アルチュールはそう言って爽やかな笑みを浮かべると、踵を返して侍従と付き人の方へと歩いて行った。

合流すると、そのまま駐車場を出て行く。

それを見送ると、セリアも侍従とラシェルの方に振り返った。


「では、ご案内よろしくお願いします。」


ペコリと頭を下げる。

すると、ラシェルが慌てて近寄って来て、耳打ちした。


「セリア、頭を下げてはダメ。

 習わなかった?」

「あ。

 ごめん、そうだった。

 気を付けるね。」


ちょっと申し訳なさそうな顔をしたセリアに、ラシェルが仕方がないというように頷く。


「それでは、ご案内いたします。

 アルチュール様がつい先ほど行かれましたので、主がお出迎えのご挨拶をする時間を作りたいと思います。
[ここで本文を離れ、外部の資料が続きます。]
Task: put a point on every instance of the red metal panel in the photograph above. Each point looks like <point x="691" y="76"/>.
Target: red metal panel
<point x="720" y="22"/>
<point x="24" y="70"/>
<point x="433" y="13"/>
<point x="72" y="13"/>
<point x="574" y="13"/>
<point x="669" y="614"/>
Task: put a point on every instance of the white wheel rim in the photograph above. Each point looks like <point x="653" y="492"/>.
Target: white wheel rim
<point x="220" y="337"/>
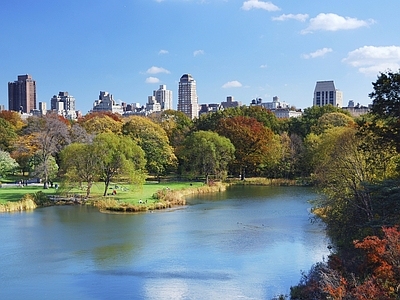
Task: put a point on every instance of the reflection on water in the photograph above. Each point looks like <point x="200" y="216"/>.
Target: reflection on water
<point x="246" y="243"/>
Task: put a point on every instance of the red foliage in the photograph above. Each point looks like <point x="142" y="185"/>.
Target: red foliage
<point x="115" y="117"/>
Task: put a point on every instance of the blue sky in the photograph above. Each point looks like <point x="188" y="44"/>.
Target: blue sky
<point x="244" y="49"/>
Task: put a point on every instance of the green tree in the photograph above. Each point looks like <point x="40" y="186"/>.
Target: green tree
<point x="252" y="141"/>
<point x="7" y="135"/>
<point x="386" y="106"/>
<point x="7" y="163"/>
<point x="303" y="125"/>
<point x="154" y="141"/>
<point x="50" y="135"/>
<point x="81" y="164"/>
<point x="343" y="169"/>
<point x="119" y="158"/>
<point x="95" y="123"/>
<point x="331" y="120"/>
<point x="176" y="124"/>
<point x="206" y="153"/>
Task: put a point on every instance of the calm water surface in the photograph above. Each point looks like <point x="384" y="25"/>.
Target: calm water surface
<point x="246" y="243"/>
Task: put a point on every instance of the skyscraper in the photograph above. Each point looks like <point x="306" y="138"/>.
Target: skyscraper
<point x="187" y="96"/>
<point x="22" y="94"/>
<point x="64" y="97"/>
<point x="164" y="97"/>
<point x="325" y="93"/>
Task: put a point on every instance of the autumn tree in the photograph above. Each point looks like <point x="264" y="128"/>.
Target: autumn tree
<point x="49" y="136"/>
<point x="95" y="123"/>
<point x="331" y="120"/>
<point x="386" y="105"/>
<point x="206" y="153"/>
<point x="14" y="118"/>
<point x="23" y="151"/>
<point x="176" y="124"/>
<point x="7" y="163"/>
<point x="154" y="141"/>
<point x="382" y="264"/>
<point x="80" y="163"/>
<point x="119" y="158"/>
<point x="304" y="124"/>
<point x="252" y="141"/>
<point x="8" y="135"/>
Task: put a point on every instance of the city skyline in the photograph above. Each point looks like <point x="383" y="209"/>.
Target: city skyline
<point x="245" y="49"/>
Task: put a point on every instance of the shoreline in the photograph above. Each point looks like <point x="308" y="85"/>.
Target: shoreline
<point x="165" y="198"/>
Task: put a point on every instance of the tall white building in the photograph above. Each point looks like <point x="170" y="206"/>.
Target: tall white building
<point x="164" y="97"/>
<point x="64" y="105"/>
<point x="188" y="102"/>
<point x="106" y="102"/>
<point x="325" y="93"/>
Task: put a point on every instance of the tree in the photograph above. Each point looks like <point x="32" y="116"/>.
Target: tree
<point x="7" y="135"/>
<point x="23" y="150"/>
<point x="331" y="120"/>
<point x="252" y="141"/>
<point x="7" y="163"/>
<point x="119" y="158"/>
<point x="210" y="121"/>
<point x="81" y="164"/>
<point x="46" y="170"/>
<point x="382" y="262"/>
<point x="206" y="153"/>
<point x="386" y="105"/>
<point x="95" y="123"/>
<point x="344" y="171"/>
<point x="176" y="124"/>
<point x="50" y="135"/>
<point x="154" y="141"/>
<point x="303" y="125"/>
<point x="78" y="134"/>
<point x="14" y="118"/>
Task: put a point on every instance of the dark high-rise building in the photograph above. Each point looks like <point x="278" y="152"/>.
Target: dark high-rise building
<point x="22" y="94"/>
<point x="187" y="96"/>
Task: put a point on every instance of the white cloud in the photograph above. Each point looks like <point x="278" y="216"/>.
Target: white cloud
<point x="198" y="52"/>
<point x="371" y="60"/>
<point x="232" y="84"/>
<point x="152" y="80"/>
<point x="156" y="70"/>
<point x="256" y="4"/>
<point x="297" y="17"/>
<point x="334" y="22"/>
<point x="318" y="53"/>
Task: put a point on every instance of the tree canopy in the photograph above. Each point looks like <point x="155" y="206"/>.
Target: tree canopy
<point x="207" y="153"/>
<point x="152" y="138"/>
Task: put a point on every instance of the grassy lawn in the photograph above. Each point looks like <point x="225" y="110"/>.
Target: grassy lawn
<point x="124" y="192"/>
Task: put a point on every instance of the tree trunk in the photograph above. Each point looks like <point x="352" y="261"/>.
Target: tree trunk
<point x="107" y="183"/>
<point x="88" y="189"/>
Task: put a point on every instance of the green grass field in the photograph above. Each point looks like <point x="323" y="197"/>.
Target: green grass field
<point x="125" y="192"/>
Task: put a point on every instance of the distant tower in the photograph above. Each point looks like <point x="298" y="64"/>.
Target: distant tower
<point x="164" y="97"/>
<point x="187" y="96"/>
<point x="22" y="94"/>
<point x="64" y="97"/>
<point x="325" y="93"/>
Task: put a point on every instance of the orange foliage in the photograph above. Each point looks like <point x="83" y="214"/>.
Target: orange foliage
<point x="383" y="259"/>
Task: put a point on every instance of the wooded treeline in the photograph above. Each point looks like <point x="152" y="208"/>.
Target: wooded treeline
<point x="354" y="161"/>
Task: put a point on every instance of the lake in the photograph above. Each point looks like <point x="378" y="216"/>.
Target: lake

 少々ゆったりとした歩調で歩きますので、申し訳ございませんが、ご了承下さい。」

「分かりました。

 お城の道をゆっくり散策出来るということですもの。

 歓迎いたしますわ。」

「有り難きお言葉にございます。

 それでは、参りましょう。」


侍従が歩き出すと、それについてセリアとラシェルも歩き出した。